As outras cantavam enquanto se aproximavam. Palavras antigas que lembravam um hino à alegria. Merrick não as ouvia. As mulheres sorriam, embora houvesse lágrimas em seus olhos. Estava alheio a absoutamente tudo exceto à mulher que era dona de seu coração. Jamais acreditara que tal mulher existisse. Mas ali estava ela, estendendo-lhe as mãos.

Enquanto as pegou, ele notou-lhe as bolhas causadas pela enxada e abriu-he um sorriso de tirar o fôlego.

— O que é isto, minha pequena curandeira?

Allegra lançou um olhar para as bolhas.

— Eu estava ocupada demais para notar. — Ela fechou os olhos por um momento e, então, abriu-os para vê-lo observando-a com surpresa, pois as bolhas tinham desaparecido, deixando-lhe a pele macia e suave como a de um recém-nascido.

— Você nunca deixa de me surpreender.

Allegra abriu um sorriso.

— Que assim sempre seja, meu amor.

Amor. A palavra tocou fundo o coração dele.

Wilona aproximou-se, pegando as mãos unidas de ambos nas suas e fitou os olhos azuis de Merrick, o homem que fora até aquela terra como um estranho ameaçador e que agora se tornaria um deles.

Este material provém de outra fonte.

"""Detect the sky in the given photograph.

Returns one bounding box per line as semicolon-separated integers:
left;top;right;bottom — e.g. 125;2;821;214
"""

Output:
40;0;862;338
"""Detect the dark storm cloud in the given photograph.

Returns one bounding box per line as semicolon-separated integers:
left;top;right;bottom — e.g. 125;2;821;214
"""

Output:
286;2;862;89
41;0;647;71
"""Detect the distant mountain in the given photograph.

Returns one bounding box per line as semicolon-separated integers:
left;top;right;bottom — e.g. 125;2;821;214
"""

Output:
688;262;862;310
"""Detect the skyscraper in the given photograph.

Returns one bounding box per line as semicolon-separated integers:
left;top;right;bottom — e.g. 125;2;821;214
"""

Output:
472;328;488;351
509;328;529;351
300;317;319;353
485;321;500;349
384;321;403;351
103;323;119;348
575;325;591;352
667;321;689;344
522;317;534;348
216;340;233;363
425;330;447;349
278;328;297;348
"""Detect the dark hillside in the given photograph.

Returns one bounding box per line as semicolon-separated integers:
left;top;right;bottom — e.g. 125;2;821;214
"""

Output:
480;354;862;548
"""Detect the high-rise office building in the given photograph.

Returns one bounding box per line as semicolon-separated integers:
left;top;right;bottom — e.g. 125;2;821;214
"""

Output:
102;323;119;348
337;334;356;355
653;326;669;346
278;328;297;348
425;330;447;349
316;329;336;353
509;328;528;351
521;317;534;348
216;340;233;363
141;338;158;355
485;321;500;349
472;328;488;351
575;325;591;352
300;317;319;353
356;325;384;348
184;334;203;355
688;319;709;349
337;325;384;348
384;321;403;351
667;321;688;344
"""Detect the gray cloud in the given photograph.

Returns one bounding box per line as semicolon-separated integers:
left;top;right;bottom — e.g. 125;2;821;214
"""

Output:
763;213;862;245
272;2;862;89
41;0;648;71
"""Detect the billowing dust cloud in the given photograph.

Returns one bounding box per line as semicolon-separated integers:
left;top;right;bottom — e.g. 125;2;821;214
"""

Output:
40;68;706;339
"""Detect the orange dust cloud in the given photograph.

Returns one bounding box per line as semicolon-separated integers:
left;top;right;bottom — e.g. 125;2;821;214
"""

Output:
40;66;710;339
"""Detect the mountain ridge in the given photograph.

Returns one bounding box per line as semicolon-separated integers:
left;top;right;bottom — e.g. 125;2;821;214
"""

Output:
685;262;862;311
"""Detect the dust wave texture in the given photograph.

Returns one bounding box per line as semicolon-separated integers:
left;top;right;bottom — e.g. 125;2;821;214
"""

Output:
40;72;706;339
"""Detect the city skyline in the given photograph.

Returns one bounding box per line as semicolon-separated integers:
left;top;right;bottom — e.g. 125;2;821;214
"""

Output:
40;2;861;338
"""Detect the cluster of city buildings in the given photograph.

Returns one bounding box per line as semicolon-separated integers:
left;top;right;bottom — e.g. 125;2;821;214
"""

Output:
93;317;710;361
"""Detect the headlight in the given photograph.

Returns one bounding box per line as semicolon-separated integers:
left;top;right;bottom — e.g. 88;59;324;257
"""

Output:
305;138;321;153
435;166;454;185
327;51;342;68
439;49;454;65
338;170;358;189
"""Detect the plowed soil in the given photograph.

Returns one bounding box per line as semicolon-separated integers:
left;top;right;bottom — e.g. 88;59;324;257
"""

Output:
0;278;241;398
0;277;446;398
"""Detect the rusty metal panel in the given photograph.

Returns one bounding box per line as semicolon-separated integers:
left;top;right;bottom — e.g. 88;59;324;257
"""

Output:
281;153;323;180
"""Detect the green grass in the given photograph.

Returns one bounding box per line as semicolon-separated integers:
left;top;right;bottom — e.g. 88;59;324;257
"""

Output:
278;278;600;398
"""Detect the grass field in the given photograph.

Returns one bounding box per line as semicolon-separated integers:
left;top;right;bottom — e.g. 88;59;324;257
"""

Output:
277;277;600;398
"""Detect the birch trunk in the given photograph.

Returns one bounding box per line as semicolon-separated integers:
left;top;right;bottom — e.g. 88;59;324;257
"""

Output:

— Há muitos dons que nos foram dados.

A voz de Kylia seguiu-se à dela.

— O dom da profecia. De ver o passado. De prever o futuro.

Ouviu-se, então, a voz de Nola.

— O dom da cura. Não apenas do corpo, mas do coração, da mente e da alma.

Wilona meneou a cabeça.

— Mas o maior dom de todos é o amor. Seu poder é maior do que todos os outros. Pois o amor pode perdoar o passado e tornar o futuro claro. O amor pode falar, melhor do que palavras, ao coração do amado. E o amor pode curar. Não apenas o coração, mas a mente e a alma também.